Senescent cells as vaccines against cancer
Cancer cells have a series of features that allow the immune system to identify and attack them. However, these same cells create an environment that blocks immune cells and protects the tumour. This means that immune cells cannot reach the cancer cells to remove them. The scientific community has been working for years to increase the effectiveness of the immune system against cancer by using vaccines based on dead tumour cells.

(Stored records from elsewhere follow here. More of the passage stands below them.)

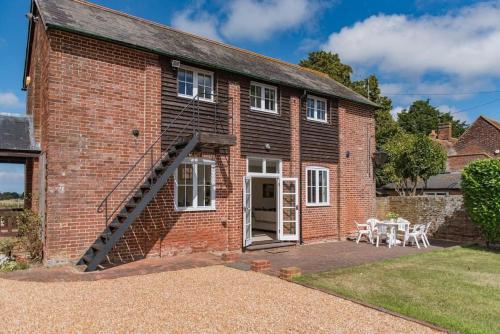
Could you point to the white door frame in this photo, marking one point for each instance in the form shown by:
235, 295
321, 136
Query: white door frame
281, 235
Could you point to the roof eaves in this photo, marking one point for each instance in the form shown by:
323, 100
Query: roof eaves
198, 62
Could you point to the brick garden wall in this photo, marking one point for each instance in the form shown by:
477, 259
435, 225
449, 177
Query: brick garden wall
447, 214
97, 92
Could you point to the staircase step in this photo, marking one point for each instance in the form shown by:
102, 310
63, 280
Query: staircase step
98, 245
180, 145
130, 206
146, 185
87, 258
114, 225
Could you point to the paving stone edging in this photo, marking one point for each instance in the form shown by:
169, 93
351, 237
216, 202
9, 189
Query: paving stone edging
377, 308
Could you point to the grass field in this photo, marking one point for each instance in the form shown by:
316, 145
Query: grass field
11, 203
456, 288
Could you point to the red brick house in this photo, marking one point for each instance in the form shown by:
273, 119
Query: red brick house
480, 141
159, 142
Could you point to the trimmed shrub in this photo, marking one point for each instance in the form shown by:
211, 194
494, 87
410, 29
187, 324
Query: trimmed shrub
481, 189
7, 245
30, 232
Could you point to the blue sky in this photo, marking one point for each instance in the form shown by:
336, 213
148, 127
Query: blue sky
445, 50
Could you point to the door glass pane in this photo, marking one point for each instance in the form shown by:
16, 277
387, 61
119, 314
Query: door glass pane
272, 166
289, 209
189, 195
310, 108
255, 165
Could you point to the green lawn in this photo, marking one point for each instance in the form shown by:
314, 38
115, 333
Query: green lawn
456, 288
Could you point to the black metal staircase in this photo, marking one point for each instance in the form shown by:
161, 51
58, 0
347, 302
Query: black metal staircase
143, 192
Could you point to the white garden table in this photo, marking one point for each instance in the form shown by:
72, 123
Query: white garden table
393, 227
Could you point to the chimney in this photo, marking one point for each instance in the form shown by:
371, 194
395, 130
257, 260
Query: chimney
444, 131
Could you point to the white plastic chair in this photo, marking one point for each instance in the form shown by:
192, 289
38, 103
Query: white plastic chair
403, 226
385, 231
364, 229
417, 232
424, 234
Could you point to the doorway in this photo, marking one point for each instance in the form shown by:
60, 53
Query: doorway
270, 204
264, 210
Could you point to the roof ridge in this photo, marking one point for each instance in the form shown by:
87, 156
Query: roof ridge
164, 26
493, 122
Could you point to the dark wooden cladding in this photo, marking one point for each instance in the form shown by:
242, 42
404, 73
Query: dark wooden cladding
172, 105
261, 128
320, 141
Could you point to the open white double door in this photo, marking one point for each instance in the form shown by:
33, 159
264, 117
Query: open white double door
288, 210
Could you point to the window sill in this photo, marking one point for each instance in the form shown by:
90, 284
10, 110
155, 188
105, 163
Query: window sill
317, 120
264, 111
319, 205
187, 97
177, 209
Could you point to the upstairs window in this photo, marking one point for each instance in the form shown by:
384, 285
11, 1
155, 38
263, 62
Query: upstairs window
195, 185
192, 82
263, 98
318, 193
316, 109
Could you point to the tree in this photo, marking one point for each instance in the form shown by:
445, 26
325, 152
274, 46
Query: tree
422, 118
329, 63
412, 158
481, 189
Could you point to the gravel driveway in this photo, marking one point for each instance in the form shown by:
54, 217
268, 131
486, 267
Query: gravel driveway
204, 300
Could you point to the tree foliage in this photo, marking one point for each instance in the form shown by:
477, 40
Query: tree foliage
481, 189
329, 63
412, 158
422, 118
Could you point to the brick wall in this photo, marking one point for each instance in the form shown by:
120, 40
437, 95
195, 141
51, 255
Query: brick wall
447, 214
357, 182
97, 92
480, 137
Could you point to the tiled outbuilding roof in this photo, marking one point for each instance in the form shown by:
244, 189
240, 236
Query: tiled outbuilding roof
86, 18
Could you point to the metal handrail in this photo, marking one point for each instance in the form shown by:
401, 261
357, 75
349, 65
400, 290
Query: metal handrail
193, 103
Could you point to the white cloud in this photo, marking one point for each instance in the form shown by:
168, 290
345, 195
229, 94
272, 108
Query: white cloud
464, 43
196, 21
259, 20
457, 114
395, 111
11, 176
9, 100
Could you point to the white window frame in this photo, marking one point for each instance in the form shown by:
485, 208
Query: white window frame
316, 169
195, 162
264, 166
315, 117
195, 71
262, 97
436, 193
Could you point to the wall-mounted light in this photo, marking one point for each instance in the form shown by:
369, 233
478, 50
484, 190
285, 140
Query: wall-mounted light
176, 64
379, 158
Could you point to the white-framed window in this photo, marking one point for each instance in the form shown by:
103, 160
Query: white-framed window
436, 193
318, 186
316, 109
259, 166
263, 98
194, 188
192, 82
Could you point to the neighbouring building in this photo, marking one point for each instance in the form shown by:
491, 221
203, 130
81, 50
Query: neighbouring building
159, 142
480, 141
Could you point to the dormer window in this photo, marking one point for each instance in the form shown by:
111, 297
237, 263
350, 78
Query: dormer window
316, 109
192, 82
263, 98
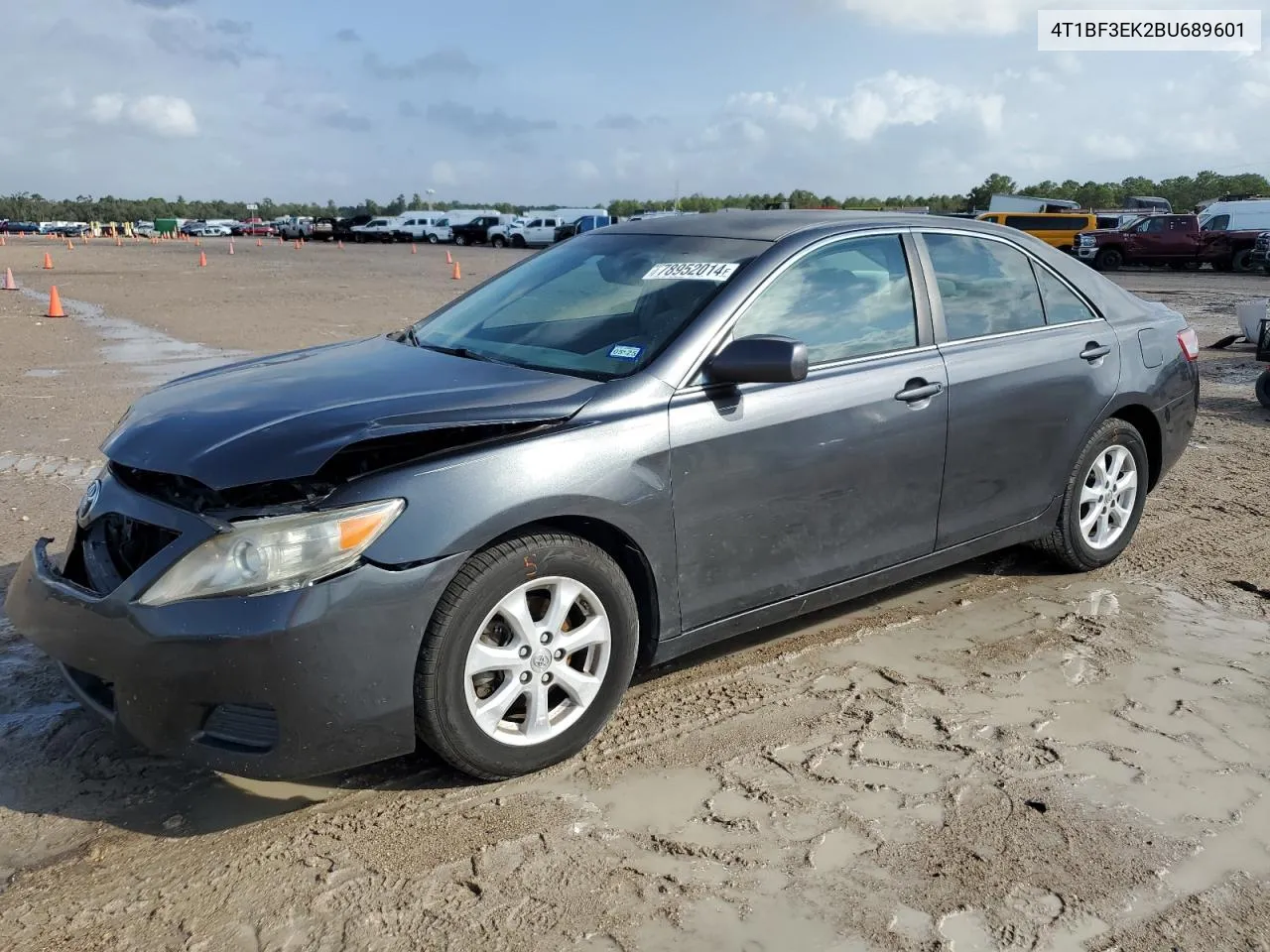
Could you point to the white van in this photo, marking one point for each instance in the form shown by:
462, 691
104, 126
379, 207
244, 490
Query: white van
413, 226
1251, 214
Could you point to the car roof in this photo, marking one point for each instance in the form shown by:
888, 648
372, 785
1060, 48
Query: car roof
775, 225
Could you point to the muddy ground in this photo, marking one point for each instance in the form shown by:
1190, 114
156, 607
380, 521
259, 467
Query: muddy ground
997, 758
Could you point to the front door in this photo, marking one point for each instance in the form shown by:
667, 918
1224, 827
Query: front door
1030, 367
780, 489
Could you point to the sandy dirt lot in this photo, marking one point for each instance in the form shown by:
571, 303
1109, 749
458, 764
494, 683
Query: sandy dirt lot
993, 760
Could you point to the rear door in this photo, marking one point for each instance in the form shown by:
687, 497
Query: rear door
1030, 367
780, 489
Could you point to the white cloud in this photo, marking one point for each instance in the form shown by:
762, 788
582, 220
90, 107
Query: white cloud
1111, 146
583, 169
874, 104
171, 117
164, 116
105, 108
444, 173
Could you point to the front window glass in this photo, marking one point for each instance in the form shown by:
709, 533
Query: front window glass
601, 306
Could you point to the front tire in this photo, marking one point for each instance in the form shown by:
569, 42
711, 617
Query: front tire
1264, 389
527, 655
1103, 499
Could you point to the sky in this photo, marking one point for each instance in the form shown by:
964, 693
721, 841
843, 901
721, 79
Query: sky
566, 102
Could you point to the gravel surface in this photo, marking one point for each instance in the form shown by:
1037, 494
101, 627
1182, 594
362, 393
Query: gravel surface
993, 760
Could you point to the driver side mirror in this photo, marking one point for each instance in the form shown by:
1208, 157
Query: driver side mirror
761, 358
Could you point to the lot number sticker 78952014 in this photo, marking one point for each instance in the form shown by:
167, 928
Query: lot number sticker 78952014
691, 271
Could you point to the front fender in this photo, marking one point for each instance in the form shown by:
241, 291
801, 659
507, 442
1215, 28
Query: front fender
615, 472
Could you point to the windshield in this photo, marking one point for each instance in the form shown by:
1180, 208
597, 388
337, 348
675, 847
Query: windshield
601, 306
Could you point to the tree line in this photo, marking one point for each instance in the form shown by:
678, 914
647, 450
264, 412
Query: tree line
1184, 191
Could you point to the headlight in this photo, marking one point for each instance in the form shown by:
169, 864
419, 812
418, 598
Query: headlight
276, 553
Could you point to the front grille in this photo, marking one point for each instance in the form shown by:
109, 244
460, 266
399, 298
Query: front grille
240, 728
107, 553
94, 690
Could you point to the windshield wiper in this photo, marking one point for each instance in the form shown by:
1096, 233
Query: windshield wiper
460, 352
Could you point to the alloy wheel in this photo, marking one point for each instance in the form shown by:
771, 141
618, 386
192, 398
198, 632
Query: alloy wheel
538, 661
1107, 497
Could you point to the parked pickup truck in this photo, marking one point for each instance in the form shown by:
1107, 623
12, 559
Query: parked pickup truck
1175, 240
474, 232
585, 222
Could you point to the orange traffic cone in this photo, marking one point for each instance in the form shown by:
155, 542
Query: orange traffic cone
55, 303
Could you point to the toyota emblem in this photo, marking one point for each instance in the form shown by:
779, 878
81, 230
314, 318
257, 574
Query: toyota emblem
89, 500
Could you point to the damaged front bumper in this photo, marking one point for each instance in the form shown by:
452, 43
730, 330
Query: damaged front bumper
280, 685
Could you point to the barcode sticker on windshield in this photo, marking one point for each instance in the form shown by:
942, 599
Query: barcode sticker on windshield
691, 271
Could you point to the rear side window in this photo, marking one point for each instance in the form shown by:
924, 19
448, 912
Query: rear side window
849, 298
1062, 304
987, 287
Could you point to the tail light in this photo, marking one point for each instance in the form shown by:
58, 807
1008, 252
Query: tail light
1189, 343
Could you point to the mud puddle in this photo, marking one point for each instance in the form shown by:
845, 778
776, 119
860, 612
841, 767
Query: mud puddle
153, 356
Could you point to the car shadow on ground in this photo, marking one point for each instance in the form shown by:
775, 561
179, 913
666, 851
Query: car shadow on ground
64, 762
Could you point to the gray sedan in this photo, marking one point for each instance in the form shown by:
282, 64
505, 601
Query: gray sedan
624, 448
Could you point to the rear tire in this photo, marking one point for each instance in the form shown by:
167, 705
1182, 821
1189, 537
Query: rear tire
1109, 259
1097, 520
470, 705
1264, 389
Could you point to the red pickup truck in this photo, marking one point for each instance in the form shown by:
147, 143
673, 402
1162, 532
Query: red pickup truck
1175, 240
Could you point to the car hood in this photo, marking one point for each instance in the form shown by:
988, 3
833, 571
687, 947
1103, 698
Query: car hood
282, 416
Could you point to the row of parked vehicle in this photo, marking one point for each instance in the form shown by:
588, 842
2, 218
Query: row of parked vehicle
458, 226
1228, 235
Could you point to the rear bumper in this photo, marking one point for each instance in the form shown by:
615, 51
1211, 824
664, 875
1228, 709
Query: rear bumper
282, 685
1176, 424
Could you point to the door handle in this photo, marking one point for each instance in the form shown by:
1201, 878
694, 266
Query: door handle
917, 390
1093, 350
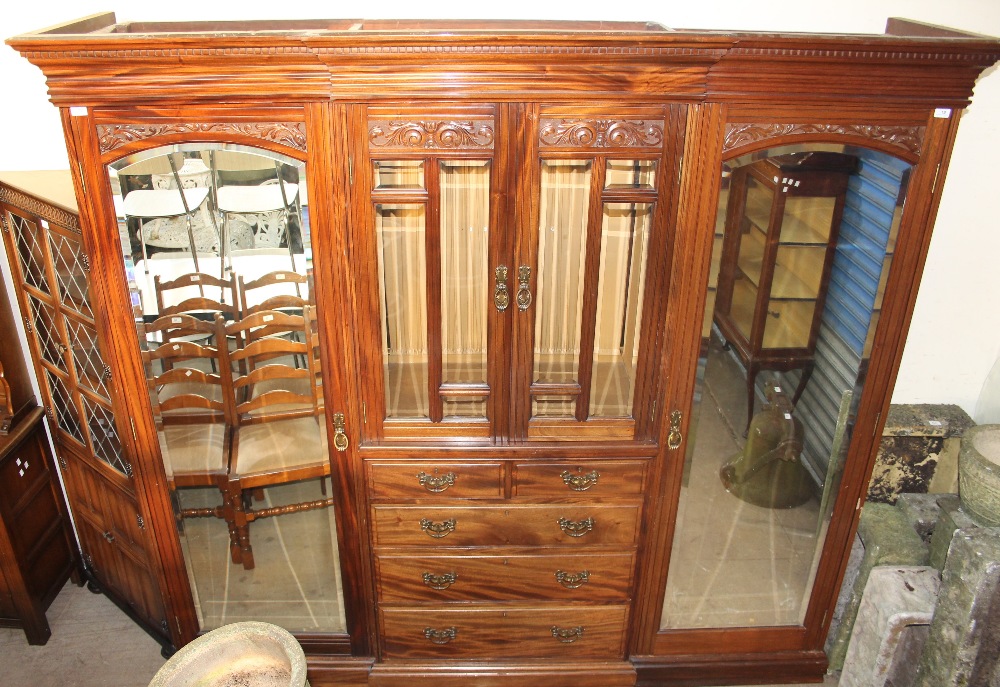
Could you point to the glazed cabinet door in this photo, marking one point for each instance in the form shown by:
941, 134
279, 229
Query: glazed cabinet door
590, 245
52, 272
507, 250
431, 189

Scientists at IRB Barcelona, led by ICREA researcher Dr. Manuel Serrano, and Dr. Federico Pietrocola, now at the Karolinska Institutet, in Sweden, have studied how inducing senescence in cancer cells improves the effectiveness of the immune response to a greater degree than the dead cancer cells. After vaccinating healthy mice with senescent cancer cells and then stimulating the formation of tumours, the researchers observed that the animals did not develop cancer or that the number that do is significantly reduced. They also analysed the efficacy of vaccination in animals that had already developed tumours. In this setting, although the results were more moderate due to the protective barrier of the tumour, improvements were also observed.
"Our results indicate that senescent cells are a preferred option when it comes to stimulating the immune system against cancer, and they pave the way to considering vaccination with these cells as a possible therapy," explains Dr. Serrano, head of the Cellular Plasticity and Disease lab at IRB Barcelona.